VIRGINIA BEACH, Va. — What began as a peaceful march for justice following the death of George Floyd began to spiral out of control Sunday night.
Black Lives Matter 757 organized the "#BlackOut757" rally at the Oceanfront as the protesters stood "in solidarity with the rest of the nation in unrest, demanding justice for George Floyd."
The event began peacefully while Virginia Beach police stood by as crowds of protesters walked along a long stretch of Atlantic Avenue. Officers said a small number of marchers started engaging in criminal activity. Some of that included smashing the windows of some businesses.
Tension grew, and shortly after 10:30 p.m. the police department declared the gathering an "unlawful assembly." They asked people to leave. Most protesters did, but officers began using tear gas on smaller groups that remained in an attempt to get them to disperse.
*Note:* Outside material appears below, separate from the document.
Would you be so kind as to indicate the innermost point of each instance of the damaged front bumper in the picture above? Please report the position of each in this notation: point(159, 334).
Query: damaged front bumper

A 13News Now crew was at the scene and witnessed the damage left overnight on Atlantic Avenue. Trash, bricks and damaged property filled Atlantic Avenue.
In the heat of the protest, boxes were set on fire and smoke and tear gas filled the air. People were handing each other milk to pour on their faces to alleviate the burning.
Witnesses claimed to have heard gunshots fired too.
Dough Boys restaurant owners didn’t view what happened as a peaceful protest. Especially when they barely opened.
“We’re already behind. Do this to people who are working hard and struggling already is just so wrong. It’s just so wrong,” said Dough Boys owner George Kotarides.
Police restricted access to vehicles and pedestrians, and they asked that residents and visitors avoid the area.
At one point in the night, a red pickup truck appeared to intentionally speed up while demonstrators were walking in the street.
At 2 a.m., the Virginia Beach Police Department said there were no other "acts of disturbance" at the Oceanfront. A heavy police presence would remain, and officers, once again, asked people who live in the city and visitors to avoid the area.
In addition to calling to calling for justice after the death of George Floyd, event organizers said they had wanted to protest harassment by Virginia Beach police, as well as the city's history of not allowing minorities to own and run businesses "on our state's vacation hot spot."
Virginia Beach recently conducted a racial disparity study, after a report found less than 19 percent of city contracts were awarded to women and minority-owned businesses between 2012 and 2017.
NFL Hall-of-Famer Bruce Smith had pushed for the study after he claimed city officials discriminated against minority business owners and women.
Earlier this year, Virginia Beach City Council approved 12 recommendations from the disparity study.
"I want more minorities, people like myself to have businesses, have brick-and-mortars, have places like our markets, to be able to start and then someday have a place at the Oceanfront," business owner Lori Golding Zontini said at the time.